©October 2000
Carol Jane Remsburg
As each season reaches its fullness we can recall the day the calendar said it was so. It is a good thing that what is written in ink on the page doesn't come to pass with such immediacy. The shock of the change would be more than we could take.
Come
late September the page on the wall says that autumn has arrived. The leaves on the trees do not instantly
leap into flame nor do the temperatures drop alarmingly and remain cool. It is that nearly imperceptible change that
begins over the course of days and weeks.
The heat of the day doesn't reach the height it did in August while the
nights are noticeably cooler and quicker to come. Rather it's an up and down and back and forth motion that sets up
what is to follow. So like the
pendulum, the wheels and the gears turn ever onward.
There
isn't a season that I don't embrace, but autumn is always the most
anticipated. It heralds the most
dramatic of changes—even over the greening of spring. Death is always most vivid as it plays from the stage.
With
fall come all the rituals that the warmer weather lacks. Halloween, Thanksgiving, and the build
toward the Christmas season all fall with this realm. Autumn gives way to winter with little fanfare outside of the
theatrics of a snowfall.
This
morning we seemed to inch a little closer to real fall and not just because the
calendar said so. There was a wind that
held steady only to pull back occasionally so the sound of the falling leaves
could make their statement. I could
hear them falling with a certain cadence of the required dance. Each shushed its way down to lay upon the
cushion of the still green grass.
Autumn
asserts herself more with each passing day.
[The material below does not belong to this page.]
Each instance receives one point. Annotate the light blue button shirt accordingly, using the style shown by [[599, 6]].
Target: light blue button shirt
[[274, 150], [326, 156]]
The sun may shine brilliantly but there are undertones of cold as the
wind that whispers never dies. The
first blotches of gold, red, and rust dot the landscape. The fields of corn faded into tan signaling
the harvesters to reap and thus ready that patch of earth for next spring's planting. Other crops, the soybeans, have suddenly
gone to rust. It seemed only days ago
they were a vibrant green. The combines
seem to run day and night, the rattling old trucks that carry the bounty
grumble down the road ferrying them off to safekeeping. The geese honk their good-byes as they
finish gleaning the fields after the harvesters have gone and the wooly-bears
are on the march.
Everything
is active. Everyone is busy. It's the harvest season come again. Within our homes we stock our larders again
the coming cold. The cool, crisp salads
and foods from the grill of summer give way to meaty soups, homemade breads,
and other belly-filling foods that soothe our hunger while assuaging our souls. We long to be like the little ant that
worked so hard to be safe and ready to enjoy the season's end and not the
grasshopper.
We
check our roofs to ensure all is well.
We call the furnace man to turn aside our worries and fill our tanks
with fuel. We open our windows to blow
away the dusty dregs of summer while we clean and scrub and wash. We rediscover the wonders of living
indoors. Meanwhile, forays out of doors
are just as delightful.
Armed
against the chill, we bundle ourselves in an old thick jacket just to walk
about in the yard. The air is fresh,
clean, and always in motion. Taking the
laundry basket to retrieve the laundry is always exhilarating because the
fabrics have captured that crisp scent and we can take it indoors. That perfume, stolen from the wild, only
lives for a short while.
The
sun sets; night begins to fall. All
around us is that heady nutty fragrance.
It is a time of fleeting delight.
It all begins with leaves on the grass.